検察官は、2022年7月に提出した意見書、同年12月提出の意見書や今回の意見書で、弁護団が提出した新証拠は新規性も明白性もなく、再審開始の理由にならないから事実調べの必要性もないと主張している。検察官は3月末までに殺害方法、血液型の論点についての意見書を提出するとしているが、事実調べは必要ないという同様の主張をしてくることが予測される。
弁護団は、これら検察官意見書にたいして反論するとともに、事実調べの必要性を明らかにする意見書を東京高裁に今後提出することにしている。弁護団が証人尋問を求める専門家の鑑定は、狭山事件の有罪判決(東京高裁の寺尾判決)の根拠となった証拠(その多くは当時の警察による鑑定)の誤りを明らかにしたものである。
そして、11人の鑑定人は、それぞれの分野で専門的知見をもつ科学者や科学捜査の知識・経験を有する専門家である。弁護団は、専門的知見にもとづく鑑定内容、結果と意味について、証人尋問をとおして、裁判官が直接、鑑定人から聞いて、証拠を総合的に評価して有罪判決に合理的疑いが生じていることを認め、再審を開始するよう求めている。
また、検察官は、証拠の万年筆が被害者のものとはいえないことを蛍光X線分析で明らかにした科学者の鑑定に対して、実験条件や装置について周辺的な批判をして信用できないと反論している。裁判所は検察庁にあるインク資料について第3者による鑑定を実施し、弁護側鑑定の正しさを確認すべきである。

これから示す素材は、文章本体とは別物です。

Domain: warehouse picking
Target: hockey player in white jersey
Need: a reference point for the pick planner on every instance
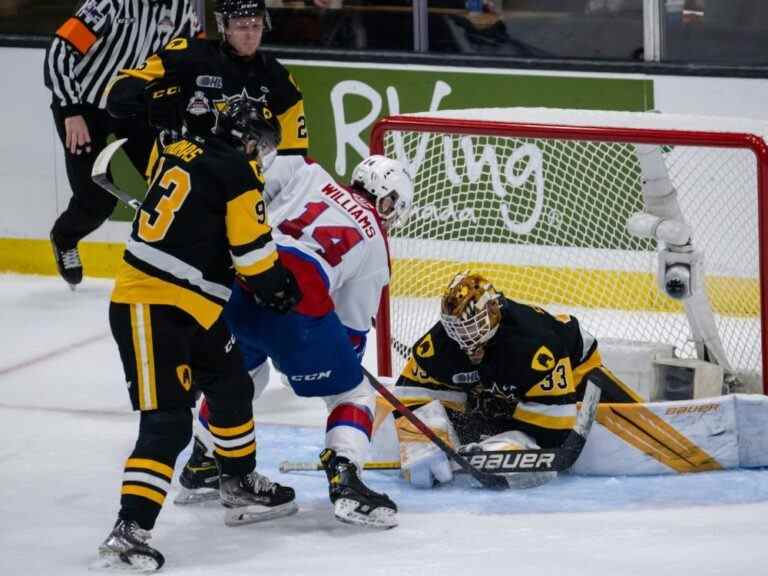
(333, 239)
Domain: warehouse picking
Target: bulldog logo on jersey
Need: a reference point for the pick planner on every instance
(543, 360)
(198, 104)
(184, 374)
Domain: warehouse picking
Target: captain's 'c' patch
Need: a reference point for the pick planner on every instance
(543, 360)
(184, 373)
(177, 44)
(425, 348)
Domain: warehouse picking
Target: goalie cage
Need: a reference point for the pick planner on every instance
(539, 200)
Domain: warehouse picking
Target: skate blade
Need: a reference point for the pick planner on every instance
(256, 513)
(380, 518)
(109, 561)
(185, 496)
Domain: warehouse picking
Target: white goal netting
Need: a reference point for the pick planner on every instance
(542, 211)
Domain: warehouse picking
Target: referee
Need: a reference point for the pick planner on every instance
(102, 37)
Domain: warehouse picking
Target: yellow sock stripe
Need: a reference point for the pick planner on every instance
(144, 492)
(236, 453)
(150, 356)
(544, 420)
(153, 465)
(230, 432)
(650, 434)
(141, 331)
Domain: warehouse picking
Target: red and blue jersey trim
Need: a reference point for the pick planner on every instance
(352, 415)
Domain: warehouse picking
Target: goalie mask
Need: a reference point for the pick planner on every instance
(388, 183)
(470, 311)
(249, 126)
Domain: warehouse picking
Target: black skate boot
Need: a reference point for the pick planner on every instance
(126, 548)
(255, 498)
(68, 263)
(200, 477)
(353, 502)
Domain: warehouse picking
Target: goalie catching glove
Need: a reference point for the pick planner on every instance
(275, 288)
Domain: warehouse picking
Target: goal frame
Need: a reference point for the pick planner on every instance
(617, 134)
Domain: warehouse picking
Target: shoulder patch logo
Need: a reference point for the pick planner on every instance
(198, 104)
(543, 360)
(184, 374)
(425, 348)
(206, 81)
(177, 44)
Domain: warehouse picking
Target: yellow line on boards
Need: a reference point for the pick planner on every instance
(32, 256)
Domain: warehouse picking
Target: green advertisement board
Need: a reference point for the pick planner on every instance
(343, 102)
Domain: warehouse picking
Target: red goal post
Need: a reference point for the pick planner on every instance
(476, 196)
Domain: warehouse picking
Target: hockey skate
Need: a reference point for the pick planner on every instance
(68, 263)
(126, 548)
(255, 498)
(353, 502)
(199, 479)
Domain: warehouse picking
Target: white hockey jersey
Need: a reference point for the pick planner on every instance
(313, 214)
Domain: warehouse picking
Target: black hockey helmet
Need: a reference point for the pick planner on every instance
(249, 125)
(226, 9)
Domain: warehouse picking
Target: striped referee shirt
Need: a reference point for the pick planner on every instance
(104, 36)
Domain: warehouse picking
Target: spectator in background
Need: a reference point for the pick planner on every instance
(101, 37)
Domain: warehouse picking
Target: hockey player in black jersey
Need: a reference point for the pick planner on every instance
(202, 223)
(213, 72)
(519, 368)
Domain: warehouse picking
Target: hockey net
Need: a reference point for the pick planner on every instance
(538, 200)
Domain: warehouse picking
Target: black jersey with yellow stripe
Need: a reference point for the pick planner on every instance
(532, 356)
(529, 379)
(202, 220)
(210, 74)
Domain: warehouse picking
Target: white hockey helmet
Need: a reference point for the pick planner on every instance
(388, 182)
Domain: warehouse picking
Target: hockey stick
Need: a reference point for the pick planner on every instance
(483, 465)
(288, 466)
(487, 480)
(99, 174)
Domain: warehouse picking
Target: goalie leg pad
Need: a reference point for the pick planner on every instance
(517, 440)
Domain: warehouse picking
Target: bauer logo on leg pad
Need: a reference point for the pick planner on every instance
(512, 461)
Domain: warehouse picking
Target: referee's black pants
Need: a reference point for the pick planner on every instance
(90, 205)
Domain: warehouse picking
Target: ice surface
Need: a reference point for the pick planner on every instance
(66, 428)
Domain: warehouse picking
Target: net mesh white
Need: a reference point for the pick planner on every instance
(545, 219)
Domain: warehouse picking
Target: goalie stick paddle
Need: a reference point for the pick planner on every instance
(99, 174)
(487, 480)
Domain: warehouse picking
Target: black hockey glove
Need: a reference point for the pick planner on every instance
(484, 404)
(164, 104)
(276, 289)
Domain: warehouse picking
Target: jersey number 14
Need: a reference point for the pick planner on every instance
(334, 240)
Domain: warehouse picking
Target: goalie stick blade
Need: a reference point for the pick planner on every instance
(258, 513)
(288, 466)
(99, 174)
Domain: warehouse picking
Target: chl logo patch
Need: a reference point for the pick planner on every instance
(205, 81)
(425, 348)
(184, 374)
(543, 360)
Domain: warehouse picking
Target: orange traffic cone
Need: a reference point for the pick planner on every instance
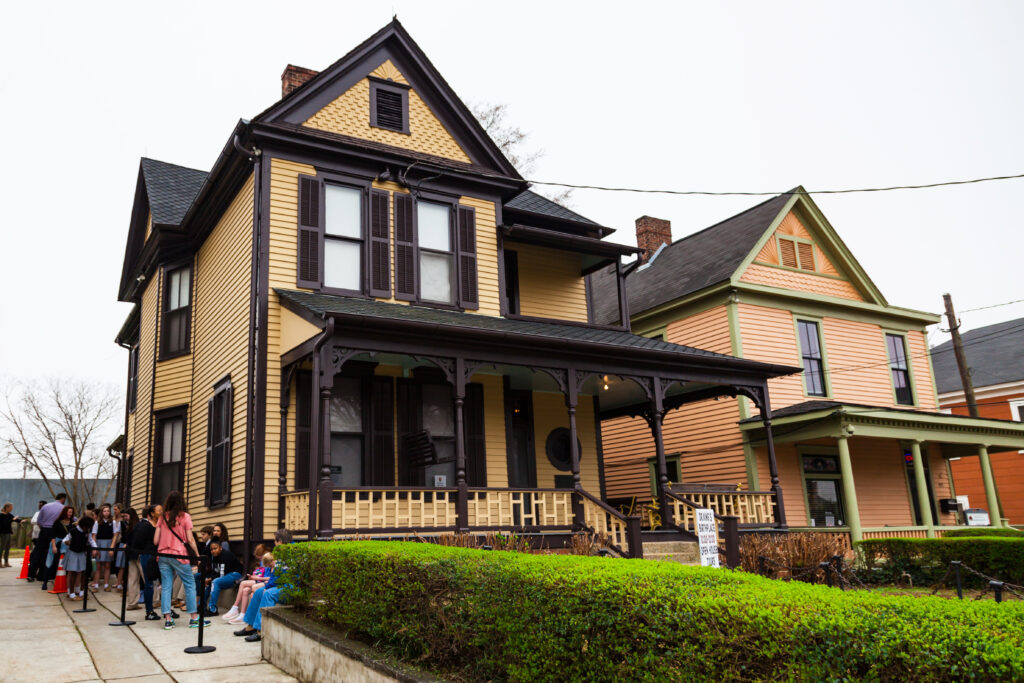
(60, 583)
(25, 564)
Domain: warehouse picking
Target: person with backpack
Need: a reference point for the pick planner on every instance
(174, 537)
(77, 557)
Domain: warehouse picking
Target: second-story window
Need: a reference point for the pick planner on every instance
(899, 369)
(436, 258)
(343, 238)
(177, 306)
(810, 352)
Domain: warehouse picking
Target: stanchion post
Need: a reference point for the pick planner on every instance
(124, 591)
(200, 648)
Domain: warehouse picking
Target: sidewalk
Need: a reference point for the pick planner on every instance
(42, 641)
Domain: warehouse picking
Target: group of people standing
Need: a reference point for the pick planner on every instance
(160, 546)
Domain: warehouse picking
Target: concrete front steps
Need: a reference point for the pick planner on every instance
(684, 552)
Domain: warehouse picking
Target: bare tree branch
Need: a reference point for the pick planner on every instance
(57, 429)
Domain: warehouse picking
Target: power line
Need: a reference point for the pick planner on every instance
(994, 305)
(803, 191)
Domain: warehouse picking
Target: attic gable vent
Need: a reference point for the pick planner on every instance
(389, 107)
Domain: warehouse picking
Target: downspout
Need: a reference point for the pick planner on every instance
(252, 371)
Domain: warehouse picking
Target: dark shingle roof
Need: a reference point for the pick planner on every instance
(171, 189)
(994, 354)
(322, 304)
(690, 264)
(534, 203)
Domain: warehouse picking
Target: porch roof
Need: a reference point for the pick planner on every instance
(962, 434)
(531, 333)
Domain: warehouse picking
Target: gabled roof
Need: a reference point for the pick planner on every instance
(393, 42)
(994, 354)
(690, 264)
(530, 202)
(171, 189)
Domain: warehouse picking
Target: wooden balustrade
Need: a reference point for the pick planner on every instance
(393, 509)
(531, 508)
(606, 522)
(296, 510)
(752, 507)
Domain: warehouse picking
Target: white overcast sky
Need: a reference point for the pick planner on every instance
(688, 95)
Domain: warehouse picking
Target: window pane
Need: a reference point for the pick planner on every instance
(432, 221)
(342, 265)
(346, 406)
(344, 216)
(346, 460)
(824, 503)
(182, 288)
(435, 276)
(438, 411)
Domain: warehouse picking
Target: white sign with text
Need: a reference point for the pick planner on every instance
(708, 538)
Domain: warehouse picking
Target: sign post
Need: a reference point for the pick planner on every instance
(708, 538)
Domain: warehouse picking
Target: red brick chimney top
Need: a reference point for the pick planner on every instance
(295, 77)
(651, 233)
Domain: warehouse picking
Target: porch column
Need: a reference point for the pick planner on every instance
(994, 516)
(571, 400)
(462, 503)
(314, 445)
(772, 465)
(924, 502)
(849, 491)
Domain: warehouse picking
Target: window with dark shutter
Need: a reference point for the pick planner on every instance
(177, 312)
(389, 105)
(218, 445)
(468, 295)
(310, 232)
(380, 245)
(404, 249)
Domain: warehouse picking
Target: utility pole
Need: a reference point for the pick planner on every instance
(972, 404)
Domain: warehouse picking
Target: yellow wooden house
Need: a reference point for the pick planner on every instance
(361, 321)
(860, 445)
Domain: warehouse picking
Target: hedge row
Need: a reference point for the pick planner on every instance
(928, 559)
(989, 532)
(498, 615)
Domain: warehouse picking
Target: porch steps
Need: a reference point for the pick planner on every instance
(684, 552)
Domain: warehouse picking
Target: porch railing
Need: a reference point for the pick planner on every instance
(622, 532)
(525, 508)
(754, 508)
(684, 514)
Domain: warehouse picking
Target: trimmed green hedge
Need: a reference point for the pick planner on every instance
(927, 560)
(499, 615)
(988, 532)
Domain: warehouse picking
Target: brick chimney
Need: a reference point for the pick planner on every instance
(294, 77)
(651, 233)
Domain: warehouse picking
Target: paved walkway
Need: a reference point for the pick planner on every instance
(42, 640)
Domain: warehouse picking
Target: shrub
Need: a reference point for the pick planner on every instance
(495, 615)
(990, 532)
(927, 560)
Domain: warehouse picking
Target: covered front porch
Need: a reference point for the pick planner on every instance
(875, 472)
(400, 420)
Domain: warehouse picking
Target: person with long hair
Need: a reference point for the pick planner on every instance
(60, 529)
(7, 519)
(104, 535)
(174, 537)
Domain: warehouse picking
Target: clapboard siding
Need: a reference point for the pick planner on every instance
(550, 283)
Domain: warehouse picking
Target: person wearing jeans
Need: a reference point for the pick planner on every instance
(228, 569)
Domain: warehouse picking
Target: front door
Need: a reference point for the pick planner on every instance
(519, 418)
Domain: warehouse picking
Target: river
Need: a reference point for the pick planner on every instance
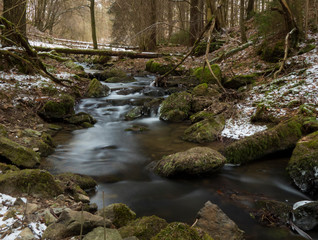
(117, 159)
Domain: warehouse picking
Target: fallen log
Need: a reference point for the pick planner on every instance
(128, 54)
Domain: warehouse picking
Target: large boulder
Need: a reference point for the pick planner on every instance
(59, 109)
(281, 137)
(195, 161)
(143, 228)
(303, 165)
(205, 76)
(176, 108)
(118, 213)
(96, 89)
(70, 222)
(180, 231)
(217, 224)
(98, 234)
(17, 154)
(34, 182)
(306, 216)
(206, 130)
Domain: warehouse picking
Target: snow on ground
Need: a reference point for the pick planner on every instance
(11, 225)
(296, 88)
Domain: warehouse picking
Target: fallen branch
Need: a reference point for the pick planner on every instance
(159, 80)
(282, 64)
(231, 52)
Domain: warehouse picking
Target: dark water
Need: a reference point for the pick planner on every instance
(117, 159)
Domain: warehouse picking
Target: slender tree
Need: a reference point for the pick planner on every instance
(93, 23)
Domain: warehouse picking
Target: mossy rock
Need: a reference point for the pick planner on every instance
(206, 130)
(134, 113)
(126, 79)
(303, 165)
(58, 110)
(155, 67)
(176, 108)
(240, 80)
(284, 136)
(118, 213)
(34, 182)
(96, 89)
(17, 154)
(180, 231)
(272, 53)
(83, 181)
(205, 76)
(143, 228)
(193, 162)
(80, 119)
(4, 168)
(307, 48)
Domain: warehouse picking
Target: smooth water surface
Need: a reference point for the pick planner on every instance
(117, 159)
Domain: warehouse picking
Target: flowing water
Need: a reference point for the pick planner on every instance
(117, 159)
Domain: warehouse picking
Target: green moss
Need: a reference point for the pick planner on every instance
(35, 182)
(205, 75)
(143, 228)
(281, 137)
(176, 107)
(240, 80)
(178, 231)
(96, 89)
(17, 154)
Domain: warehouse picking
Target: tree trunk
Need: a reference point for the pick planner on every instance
(194, 21)
(93, 23)
(15, 12)
(242, 22)
(250, 9)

新証拠によって有罪判決に合理的疑いが生じているかどうか、再審を開始すべきかどうかを公正・公平に判断するために鑑定人尋問、事実調べは不可欠だ。2022年に弁護側鑑定人3人の証人尋問がおこなわれた袴田事件や、これまでの足利事件、布川事件、東住吉事件などの再審請求を見ても鑑定人尋問や証拠資料についての鑑定の実施が重要であることは明らかだ。
今後、東京高裁は、検察官、弁護団双方の意見書をふまえて、事実調べをおこなうか判断することになる。まだ事実調べをおこなうことが決まったわけではない。
石川一雄さん、早智子さんは「事実調べをおこなってほしい」「事実調べをおこなえば無実はわかるはず」と訴えている。東京高裁は11人の鑑定人尋問とインク資料の鑑定を実施すべきである。東京高裁第4刑事部に事実調べを求める声をさらに届けよう!署名運動をさらに広げよう!
弁護団の事実調べ請求を受けて、2022年9月から始められた「東京高裁第4刑事部に事実調べを求める署名」は1ヵ月あまりで10万筆が全国から寄せられ、10月末に東京高裁に提出された。さらに2022年末で20万筆を超え、2023年2月末で合計40万筆を超え、50万筆にせまる署名が全国から寄せられている。
東京高裁は鑑定人の証人尋問とインク資料の鑑定をおこなうべきだという世論をさらに大きくし、事実調べを求める署名運動にさらに取り組もう。